Past: Master’s degree in “Asian Studies.” Geneva University. Current: Department of Gender & Sexualities, Faculty for Social Wellbeing, University of Malta (Registration in process).
マルタ大学

講義の概要と目的

バーチャル世界でのユーザーの行動を調査することで、「物理世界」にいる私たちや社会が経験している変化について、より詳しく知ることができると思います。本講演では、メタバースにおけるユーザーの行動が、同時に「物理的」世界のジェンダー規範を「ハック」しながら反映しているのを理解するための理論的なツールを紹介します。まず、ジェンダー理論を見て、それをメタバースにどのように適用するかについて説明します。特にジュディス・バトラーの著書と、その理論をアバターに適用した論文に注目します。次に、ジェンダー理論を日本人男性のバーチャル美少女に対する行動のケーススタディに当てはめます。このケーススタディは、私が書いた学術論文と、ジュネーブ大学から「ジェンダー・プリ」を受賞した修士論文に基づいています。そして、講演の最後に、将来の展望を述べます。

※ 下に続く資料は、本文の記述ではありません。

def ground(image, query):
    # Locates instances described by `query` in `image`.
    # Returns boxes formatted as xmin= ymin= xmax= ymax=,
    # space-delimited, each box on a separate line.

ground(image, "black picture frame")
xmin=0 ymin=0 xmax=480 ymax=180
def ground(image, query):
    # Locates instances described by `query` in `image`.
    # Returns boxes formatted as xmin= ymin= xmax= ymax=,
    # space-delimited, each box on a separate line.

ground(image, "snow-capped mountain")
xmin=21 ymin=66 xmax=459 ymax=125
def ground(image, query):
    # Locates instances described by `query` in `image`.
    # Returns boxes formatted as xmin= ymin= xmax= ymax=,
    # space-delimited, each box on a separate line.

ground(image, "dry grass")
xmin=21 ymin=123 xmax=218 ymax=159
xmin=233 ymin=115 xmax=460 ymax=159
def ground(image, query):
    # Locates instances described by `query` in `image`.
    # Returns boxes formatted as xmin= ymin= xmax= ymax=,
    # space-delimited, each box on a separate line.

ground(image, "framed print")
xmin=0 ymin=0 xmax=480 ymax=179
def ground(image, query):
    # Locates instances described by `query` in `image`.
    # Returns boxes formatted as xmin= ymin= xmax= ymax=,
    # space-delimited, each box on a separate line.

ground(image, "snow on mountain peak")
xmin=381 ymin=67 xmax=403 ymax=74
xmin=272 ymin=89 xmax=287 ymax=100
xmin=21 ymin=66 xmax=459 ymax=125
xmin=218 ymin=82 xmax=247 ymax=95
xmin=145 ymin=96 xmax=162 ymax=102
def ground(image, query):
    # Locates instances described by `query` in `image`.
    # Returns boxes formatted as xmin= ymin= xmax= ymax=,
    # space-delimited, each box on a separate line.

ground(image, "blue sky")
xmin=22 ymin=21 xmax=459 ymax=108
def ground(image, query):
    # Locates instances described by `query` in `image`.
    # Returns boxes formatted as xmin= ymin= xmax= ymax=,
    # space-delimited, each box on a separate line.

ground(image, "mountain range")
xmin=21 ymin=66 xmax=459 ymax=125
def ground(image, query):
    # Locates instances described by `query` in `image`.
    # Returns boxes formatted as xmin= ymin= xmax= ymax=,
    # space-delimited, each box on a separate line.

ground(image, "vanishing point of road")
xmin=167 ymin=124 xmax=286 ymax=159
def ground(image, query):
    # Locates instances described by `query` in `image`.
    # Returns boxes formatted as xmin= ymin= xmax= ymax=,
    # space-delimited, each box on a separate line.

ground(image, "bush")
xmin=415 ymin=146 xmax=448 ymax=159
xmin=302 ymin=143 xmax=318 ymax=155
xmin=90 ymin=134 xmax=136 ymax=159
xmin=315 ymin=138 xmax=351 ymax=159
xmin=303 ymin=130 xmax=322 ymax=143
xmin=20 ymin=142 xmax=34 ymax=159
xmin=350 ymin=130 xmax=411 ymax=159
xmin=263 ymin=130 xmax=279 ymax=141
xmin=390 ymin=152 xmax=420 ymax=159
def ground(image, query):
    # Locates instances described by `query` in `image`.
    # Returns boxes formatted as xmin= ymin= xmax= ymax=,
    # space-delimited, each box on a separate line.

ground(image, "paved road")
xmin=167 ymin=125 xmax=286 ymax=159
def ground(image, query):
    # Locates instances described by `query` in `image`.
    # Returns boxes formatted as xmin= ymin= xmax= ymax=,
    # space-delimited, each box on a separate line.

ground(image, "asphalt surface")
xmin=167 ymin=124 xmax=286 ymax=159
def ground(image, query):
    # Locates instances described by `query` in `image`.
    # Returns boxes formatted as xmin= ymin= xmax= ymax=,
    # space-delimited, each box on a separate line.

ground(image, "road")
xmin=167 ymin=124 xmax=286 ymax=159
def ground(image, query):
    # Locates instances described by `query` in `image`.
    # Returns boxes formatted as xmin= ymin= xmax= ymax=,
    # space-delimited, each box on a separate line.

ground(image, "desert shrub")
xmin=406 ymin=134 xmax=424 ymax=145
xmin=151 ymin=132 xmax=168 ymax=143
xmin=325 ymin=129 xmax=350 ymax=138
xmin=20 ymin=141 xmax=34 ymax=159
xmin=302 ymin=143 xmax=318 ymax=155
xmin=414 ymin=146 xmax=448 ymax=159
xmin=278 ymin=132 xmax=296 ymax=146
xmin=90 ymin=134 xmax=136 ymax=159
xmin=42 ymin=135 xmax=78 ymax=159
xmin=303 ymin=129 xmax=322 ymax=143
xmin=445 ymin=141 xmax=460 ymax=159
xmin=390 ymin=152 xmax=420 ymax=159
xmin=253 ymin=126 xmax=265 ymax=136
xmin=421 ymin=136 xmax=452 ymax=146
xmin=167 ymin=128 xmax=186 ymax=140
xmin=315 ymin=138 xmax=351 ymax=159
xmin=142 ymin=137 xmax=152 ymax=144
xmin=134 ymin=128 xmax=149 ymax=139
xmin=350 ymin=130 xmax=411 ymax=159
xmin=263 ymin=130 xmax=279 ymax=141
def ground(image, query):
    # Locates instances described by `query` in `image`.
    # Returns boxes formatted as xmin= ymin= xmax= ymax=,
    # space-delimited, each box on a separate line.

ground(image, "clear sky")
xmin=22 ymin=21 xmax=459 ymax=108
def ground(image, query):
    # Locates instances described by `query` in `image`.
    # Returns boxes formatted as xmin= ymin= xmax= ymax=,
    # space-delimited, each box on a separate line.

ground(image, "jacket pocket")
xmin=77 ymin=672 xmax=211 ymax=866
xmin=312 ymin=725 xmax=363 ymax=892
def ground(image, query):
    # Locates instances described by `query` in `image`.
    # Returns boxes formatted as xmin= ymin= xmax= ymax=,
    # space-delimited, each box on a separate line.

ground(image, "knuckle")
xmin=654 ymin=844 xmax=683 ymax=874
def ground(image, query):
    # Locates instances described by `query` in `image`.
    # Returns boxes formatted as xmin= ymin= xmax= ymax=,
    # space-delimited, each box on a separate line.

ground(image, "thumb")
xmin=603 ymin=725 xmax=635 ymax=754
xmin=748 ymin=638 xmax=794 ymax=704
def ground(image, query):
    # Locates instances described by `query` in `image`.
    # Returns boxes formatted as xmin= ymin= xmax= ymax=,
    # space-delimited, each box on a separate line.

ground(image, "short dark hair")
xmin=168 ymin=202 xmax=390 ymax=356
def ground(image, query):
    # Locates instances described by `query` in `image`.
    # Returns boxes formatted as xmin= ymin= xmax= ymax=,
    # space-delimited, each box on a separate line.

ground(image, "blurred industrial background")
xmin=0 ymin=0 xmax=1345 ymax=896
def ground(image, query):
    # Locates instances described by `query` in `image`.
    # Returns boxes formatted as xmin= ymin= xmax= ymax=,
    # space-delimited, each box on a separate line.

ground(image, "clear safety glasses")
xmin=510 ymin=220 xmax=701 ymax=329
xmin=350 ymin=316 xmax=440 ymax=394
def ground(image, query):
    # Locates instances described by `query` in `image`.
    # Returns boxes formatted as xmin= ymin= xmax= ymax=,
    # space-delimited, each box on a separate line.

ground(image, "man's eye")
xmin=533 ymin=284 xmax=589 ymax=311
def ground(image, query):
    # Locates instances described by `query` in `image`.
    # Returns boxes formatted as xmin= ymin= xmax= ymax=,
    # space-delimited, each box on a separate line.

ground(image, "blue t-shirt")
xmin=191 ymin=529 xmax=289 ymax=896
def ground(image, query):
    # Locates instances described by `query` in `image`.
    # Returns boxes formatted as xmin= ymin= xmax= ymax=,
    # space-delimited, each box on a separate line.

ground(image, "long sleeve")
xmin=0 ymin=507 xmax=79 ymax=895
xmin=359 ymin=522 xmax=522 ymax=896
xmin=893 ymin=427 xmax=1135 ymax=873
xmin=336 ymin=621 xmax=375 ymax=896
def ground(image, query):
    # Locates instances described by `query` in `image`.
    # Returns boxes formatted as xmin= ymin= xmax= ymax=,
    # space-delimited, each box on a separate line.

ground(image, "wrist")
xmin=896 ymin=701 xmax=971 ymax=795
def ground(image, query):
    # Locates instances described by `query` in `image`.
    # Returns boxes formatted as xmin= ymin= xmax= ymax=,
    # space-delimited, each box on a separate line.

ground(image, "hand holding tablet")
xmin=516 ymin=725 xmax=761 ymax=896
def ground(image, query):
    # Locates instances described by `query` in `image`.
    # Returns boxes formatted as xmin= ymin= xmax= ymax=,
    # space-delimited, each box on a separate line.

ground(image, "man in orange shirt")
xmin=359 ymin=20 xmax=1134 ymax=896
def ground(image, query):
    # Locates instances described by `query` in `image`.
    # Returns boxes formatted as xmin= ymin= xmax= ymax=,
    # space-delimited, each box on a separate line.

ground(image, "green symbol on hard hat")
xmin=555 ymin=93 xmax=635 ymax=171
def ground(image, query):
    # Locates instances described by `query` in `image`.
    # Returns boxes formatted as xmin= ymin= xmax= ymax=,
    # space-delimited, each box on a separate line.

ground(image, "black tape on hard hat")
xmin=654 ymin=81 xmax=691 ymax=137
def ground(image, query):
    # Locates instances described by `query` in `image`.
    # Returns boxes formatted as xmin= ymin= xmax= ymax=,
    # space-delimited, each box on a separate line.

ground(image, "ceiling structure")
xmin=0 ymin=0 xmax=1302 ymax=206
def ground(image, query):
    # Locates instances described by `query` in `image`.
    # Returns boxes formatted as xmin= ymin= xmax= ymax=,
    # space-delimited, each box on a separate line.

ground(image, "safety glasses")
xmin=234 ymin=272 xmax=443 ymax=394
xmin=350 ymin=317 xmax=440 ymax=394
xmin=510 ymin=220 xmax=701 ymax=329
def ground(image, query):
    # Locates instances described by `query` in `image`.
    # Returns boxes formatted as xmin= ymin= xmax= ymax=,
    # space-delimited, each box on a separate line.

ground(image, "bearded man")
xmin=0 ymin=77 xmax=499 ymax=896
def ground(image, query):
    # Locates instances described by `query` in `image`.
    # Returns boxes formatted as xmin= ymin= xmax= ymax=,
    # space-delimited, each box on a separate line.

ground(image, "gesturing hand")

この研究が世の中をどのように変えるのか、どんなインパクトがあるのか

この講義の目的は、参加者が理論的な枠組みを使って、ユーザーが創造的なジェンダーの行動を展開するために、文化とテクノロジー(特にバーチャルリアリティ)を利用する方法について考えるように促すことです。なぜなら、テクノロジーと文化は絡み合っているので、メタバースを「物理的」世界から切り離して考えることができないからです。そして、バーチャルなジェンダーの理論化を考えることで、今日の日本社会における変化に光を当てることができるのです。また、メタバースのジェンダー的な側面を考えることで、ユーザーの行動をより深く理解することができ、今後メタバースに関連したビジネスを始める際に貴重な情報となります。

講師プロフィール

リュドミラ(ミラ)・ブレディキナ(Liudmila Bredikhina)は、ジュネーブ大学アジア研究科で修士号を取得(2021年)。日本における男性のバーチャル可愛いジェンダー行動について、フェミニストおよびマスキュリニティー研究の観点から研究を行っている。近著に 「バ美肉 バーチャルパフォーマンスの背後にあるもの──テクノロジーと日本演劇を通じたジェンダー規範への対抗」 現代思想2022年9月号 特集=メタバース、「Babiniku: what lies behind the virtual performance. Contesting gender norms through technology and Japanese theatre」Electronic Journal of Contemporary Japanese Studies 22 (2) (2022)、「Becoming a Virtual Cutie: Digital Cross-Dressing in Japan」Convergence (2021)など。